Despite Qatari officials’ statements regarding their tolerance of LGBT rights during the 2022 FIFA World Cup, a report from a human rights group on Monday accused the country of continuing to persecute LGBT individuals in the country in the lead-up to the World Cup.
The report, which was researched and released by the Human Rights Watch, interviewed multiple LGBT Qataris, including a gay man, a bisexual woman, and four transgender women, who said that they were detained without any charges to an underground prison in Doha between 2019 and 2022, according to Sky News.
The transgender women were reportedly beaten for “imitating women,” and were allegedly assaulted and kept from release unless they promised to not break gender norms in the country again, or to attend conversion therapy sessions for them, Pink News reported.
“I was detained for three weeks without charge, and officers repeatedly sexually harassed me,” a trans woman said. “Part of the release requirement was attending sessions with a psychologist who ‘would make me a man again’.”
The bisexual woman was reported to have been beaten multiple times by security forces in the country, and many of these people alleged that they were held in prison without charges for months at a time due to a Qatari law that allows provisional detention “there exist well-founded reasons to believe that the defendant may have committed a crime.”
“An officer took me blindfolded by car to another place that felt like a private home from the inside and forced me to watch restrained people getting beaten as an intimidation tactic,” she said.
Qatari officials have denied the allegations leveled against them by the Human Rights Watch, and claim that there are no operating conversion therapy centers in the country, saying that the clinic mentioned are for “behavioral conditions such as substance dependence, eating disorders and mood disorders.”
“Qatar does not tolerate discrimination against anyone, and our policies and procedures are underpinned by a commitment to human rights for all,” the official said.

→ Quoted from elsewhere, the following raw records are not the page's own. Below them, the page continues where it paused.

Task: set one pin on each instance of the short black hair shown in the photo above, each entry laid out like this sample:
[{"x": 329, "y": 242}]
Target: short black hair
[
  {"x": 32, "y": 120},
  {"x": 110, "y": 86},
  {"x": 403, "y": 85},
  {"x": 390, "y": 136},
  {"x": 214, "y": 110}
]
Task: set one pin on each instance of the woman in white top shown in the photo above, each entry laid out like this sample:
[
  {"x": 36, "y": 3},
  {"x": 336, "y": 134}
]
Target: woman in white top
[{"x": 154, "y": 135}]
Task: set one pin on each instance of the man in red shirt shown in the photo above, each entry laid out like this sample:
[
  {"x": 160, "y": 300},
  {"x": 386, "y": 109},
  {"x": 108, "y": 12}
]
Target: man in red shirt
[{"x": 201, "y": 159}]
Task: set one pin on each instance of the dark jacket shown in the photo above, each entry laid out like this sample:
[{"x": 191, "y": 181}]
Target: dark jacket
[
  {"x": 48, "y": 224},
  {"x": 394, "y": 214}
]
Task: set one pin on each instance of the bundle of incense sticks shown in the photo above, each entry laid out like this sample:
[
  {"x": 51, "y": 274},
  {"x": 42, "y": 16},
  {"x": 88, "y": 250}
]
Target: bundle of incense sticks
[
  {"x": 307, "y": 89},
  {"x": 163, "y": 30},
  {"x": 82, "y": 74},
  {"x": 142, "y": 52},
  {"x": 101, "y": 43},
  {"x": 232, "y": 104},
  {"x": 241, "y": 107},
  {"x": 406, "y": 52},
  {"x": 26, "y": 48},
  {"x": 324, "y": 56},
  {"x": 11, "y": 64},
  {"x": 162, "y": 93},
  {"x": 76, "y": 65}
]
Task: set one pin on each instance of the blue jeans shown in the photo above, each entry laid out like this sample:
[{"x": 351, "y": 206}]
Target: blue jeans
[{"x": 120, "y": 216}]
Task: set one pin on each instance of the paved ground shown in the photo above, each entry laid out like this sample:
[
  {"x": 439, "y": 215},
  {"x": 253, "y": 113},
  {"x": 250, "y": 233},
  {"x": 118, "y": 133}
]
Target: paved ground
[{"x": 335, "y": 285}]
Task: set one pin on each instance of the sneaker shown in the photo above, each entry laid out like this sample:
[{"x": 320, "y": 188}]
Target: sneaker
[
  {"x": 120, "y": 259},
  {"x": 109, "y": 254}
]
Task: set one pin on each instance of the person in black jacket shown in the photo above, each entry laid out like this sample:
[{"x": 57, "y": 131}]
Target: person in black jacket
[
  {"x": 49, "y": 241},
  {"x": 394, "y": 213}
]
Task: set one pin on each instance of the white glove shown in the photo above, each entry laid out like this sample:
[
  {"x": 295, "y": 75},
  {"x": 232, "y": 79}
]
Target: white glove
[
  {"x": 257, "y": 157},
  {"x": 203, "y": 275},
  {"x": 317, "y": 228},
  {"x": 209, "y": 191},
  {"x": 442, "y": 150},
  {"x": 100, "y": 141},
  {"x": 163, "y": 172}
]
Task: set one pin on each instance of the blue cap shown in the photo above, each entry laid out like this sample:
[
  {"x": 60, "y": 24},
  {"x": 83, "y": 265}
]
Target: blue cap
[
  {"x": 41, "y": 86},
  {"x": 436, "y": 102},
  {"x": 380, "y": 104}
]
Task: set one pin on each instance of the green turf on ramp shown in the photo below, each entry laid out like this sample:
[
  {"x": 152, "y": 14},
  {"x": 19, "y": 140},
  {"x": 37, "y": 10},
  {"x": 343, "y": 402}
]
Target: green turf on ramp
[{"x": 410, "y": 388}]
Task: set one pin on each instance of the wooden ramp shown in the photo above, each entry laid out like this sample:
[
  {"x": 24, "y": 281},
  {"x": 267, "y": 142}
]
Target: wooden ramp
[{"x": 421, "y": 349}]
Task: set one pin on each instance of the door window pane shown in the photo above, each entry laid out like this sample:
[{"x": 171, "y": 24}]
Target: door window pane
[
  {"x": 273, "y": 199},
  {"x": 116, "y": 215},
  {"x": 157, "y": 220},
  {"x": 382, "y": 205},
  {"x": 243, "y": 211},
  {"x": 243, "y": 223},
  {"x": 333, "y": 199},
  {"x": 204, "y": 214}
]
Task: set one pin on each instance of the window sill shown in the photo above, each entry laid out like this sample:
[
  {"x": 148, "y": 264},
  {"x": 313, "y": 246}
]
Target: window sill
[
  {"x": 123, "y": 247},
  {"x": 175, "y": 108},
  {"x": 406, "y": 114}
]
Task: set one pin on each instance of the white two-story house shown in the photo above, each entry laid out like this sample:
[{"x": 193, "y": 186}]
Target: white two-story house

Homosexuality is a crime in Qatar, and this has caused many LGBT football fans planning to attend the World Cup to be worried about their well-being in the country, despite reassurances from the country and football organization heads about the country’s tolerance for LGBT attendees for the event.
“[Statements from the FA] doesn’t help if the worst situation happens and someone gets arrested,” Pride in Football co-chair Joe White said. “To a Qatari police officer or to anyone dealing with that, they’re not going to care what the English FA is saying.”